ベネッセは、DX戦略を推進すべく2021年春に、事業部門やデジタル、IT部門などが組織横断的に連携して活動する社長直轄の「デジタルイノベーションパートナーズ(DIP)」を組織し、グループ内の各種施策の現場にDIPの人材が参加している。ベネッセグループが提供するデジタルを取り入れたサービスには、「進研ゼミ」では人工知能(AI)活用したアプリを搭載のタブレット端末、学校や生徒、保護者らが利用するオンラインサービスの「Classi」、社会人向けeラーニングの「Udemy」などがある。
DIPが掲げる2021~2022年度のデジタル変革(DX)関連施策の中に、「組織のDX能力向上」があり、その中でゼロトラストに基づくセキュリティの進化とITインフラの刷新を進めている。
ベネッセホールディングス グループインフラ戦略部の槻山幸司氏
ベネッセホールディングス グループインフラ戦略部 セキュリティデバイス課長の槻山幸司氏によると、同社としてのゼロトラストセキュリティの要件は、The Center for Internet Security(CIS)によって管理されているCIS Controlsや、ゼロトラストを提唱した米Forrester Researchが定義する条件を参考に取りまとめた。技術面ではSDP(ソフトウェア定義による境界)、クラウドプロキシー、SD-WAN、EDR(エンドポイント型脅威検知・対応)、CASBなどがあり、認証関連として「シークレット管理」を位置付けている。

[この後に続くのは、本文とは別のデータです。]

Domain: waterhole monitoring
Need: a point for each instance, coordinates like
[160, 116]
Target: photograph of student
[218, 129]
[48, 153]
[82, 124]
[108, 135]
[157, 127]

ここで言う「シークレット」とは、ITサービスを利用するために必要であり、外部に漏えいすることで、多大な損害を被る恐れのある情報の総称で、具体的には、特権アカウントやAPIキー、SSHキー、パスワード、証明書、データベースのクレデンシャル(認証資格情報)などを指す。中でも特権アカウントは、ITシステム上のあらゆる操作を可能にする権限を有する資格で、万一サイバー攻撃者に奪われれば、甚大な損害につながりかねない。
槻山氏によれば、特権アカウントの管理が極めて重要なことから、これまで多大なコストをかけてIDやパスワードの管理、利用状況の監視などを厳重に実施していた。負荷も大きく、抜本的にその解消を図ることにしたという。